Let’s say you heard about Natural Language Processing (NLP), some technology that can magically understand human language as it is spoken and written (referred to as natural language). Maybe you were using Siri or Google Assistant, reading a sentiment analysis of tweets, or using machine translation, and you wondered how it is possible to achieve something so complex.
Now, you want to know more about NLP, but you do not know where to start.
Before you dive in, please note the goal of this post is to give an overview of NLP and reading materials and resources to get more knowledge about NLP. The list below is just a very general starting point (and likely incomplete).
Basic programming skills (e.g., in Python) are recommended.
Natural Language Processing(NLP), Artificial Intelligence, Machine Learning: What’s the Difference?
Before beginning the NLP journey, we often see these 3 terms. One may get wires crossed when trying to differentiate between the three.
The first thing to know is that NLP and machine learning are both subsets of Artificial Intelligence.
Artificial Intelligence(AI) is an umbrella term for machines that can simulate human intelligence. It is a science that studies the human brain and uses that outcome as a study basis for intelligent systems. It is not related only to computer science but also to mathematics, psychology, philosophy, etc. This covers a wide range of applications, from speech recognition to manufacturing and drone robots to self-driving cars.
Natural Language Processing (NLP) deals with how computers understand and translate the human language. With NLP, machines can make sense of written or spoken text and perform tasks like translation, keyword extraction, topic classification, and more.
But to automate these processes and deliver accurate responses, you’ll need machine learning.
Machine learning (ML) is a subset of AI at its most basic is the practice of using algorithms to parse data, learn from it, and then decide or predict something in the world. So rather than hand-coding software routines with a specific set of instructions to accomplish a particular task, the machine is trained using large amounts of data and algorithms that give it the ability to learn how to perform the task.
AI-powered chatbots, for example, use NLP to interpret what users say and what they intend to do and machine learning to automatically deliver more accurate responses by learning from past interactions.
What is Natural Language Processing?
Natural language processing, or NLP, is a field concerned with enabling machines to understand human language.
“The goal of this new field is to get computers to perform useful tasks involving human language, tasks like enabling human-machine communication, improving human-human communication, or simply doing useful processing of text or speech.” (Jurafsky, Manning 2011)
It is a field of research that sits at the intersection of Computer science, linguistics, and artificial intelligence. NLP involves taking the naturally written or naturally spoken language and process it with machines to automatically complete some task or make it easier for a human to do.

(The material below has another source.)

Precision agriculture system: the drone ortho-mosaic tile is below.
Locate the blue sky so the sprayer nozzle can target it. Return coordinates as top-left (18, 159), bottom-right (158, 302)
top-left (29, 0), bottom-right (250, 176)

The evolution of natural language processing
NLP draws from various disciplines, including computer science and computational linguistics dating back to the mid-20th century. Its evolution included the following major milestones:
- The origin of NLP can be traced way back to the 1940s. When the soldiers needed to understand messages in another language, NLP was invented. However, it was called Machine Translation (MT) back then. It converted one human language into another. ( for example, Russian to English).
- Alan Turing developed the Turing Test in the 1950s to determine whether or not a computer is truly intelligent. He published an article titled “Computing Machinery and Intelligence,” which proposed what is now called the Turing test as a criterion of intelligence. The test involves automated interpretation and the generation of natural language as the criterion of intelligence.
Turing test — developed by Alan Turing in 1950, is a test of a machine’s ability to exhibit intelligent behaviour equivalent to, or indistinguishable from, that of a human.
- NLP was largely rules-based from the 1950s to the late 1980s, using handcrafted rules developed by linguists to determine how computers process language.
- Starting in the late 1980s, there was a revolution in NLP with the introduction of machine learning(ML) algorithms for language processing. This was due to both the steady increase in computational power (see Moore’s law) and the gradual lessening of the dominance of Chomskyan theories of linguistics (e.g., transformational grammar), whose theoretical underpinnings discouraged the sort of corpus linguistics that underlies the ML approach to language processing. Some of the earliest-used ML algorithms, such as decision trees, produced systems of hard if-then rules similar to existing hand-written rules.
- Natural language processing saw dramatic growth after the 2000s in popularity as a term. With advances in computing power, natural language processing has also gained numerous real-world applications.
- In the 2010s, deep learning(DL) took over, and deep neural network-style ML methods became widespread in natural language processing. Results showed that such techniques could achieve state-of-the-art results in many natural language tasks, such as language modeling, parsing, and others.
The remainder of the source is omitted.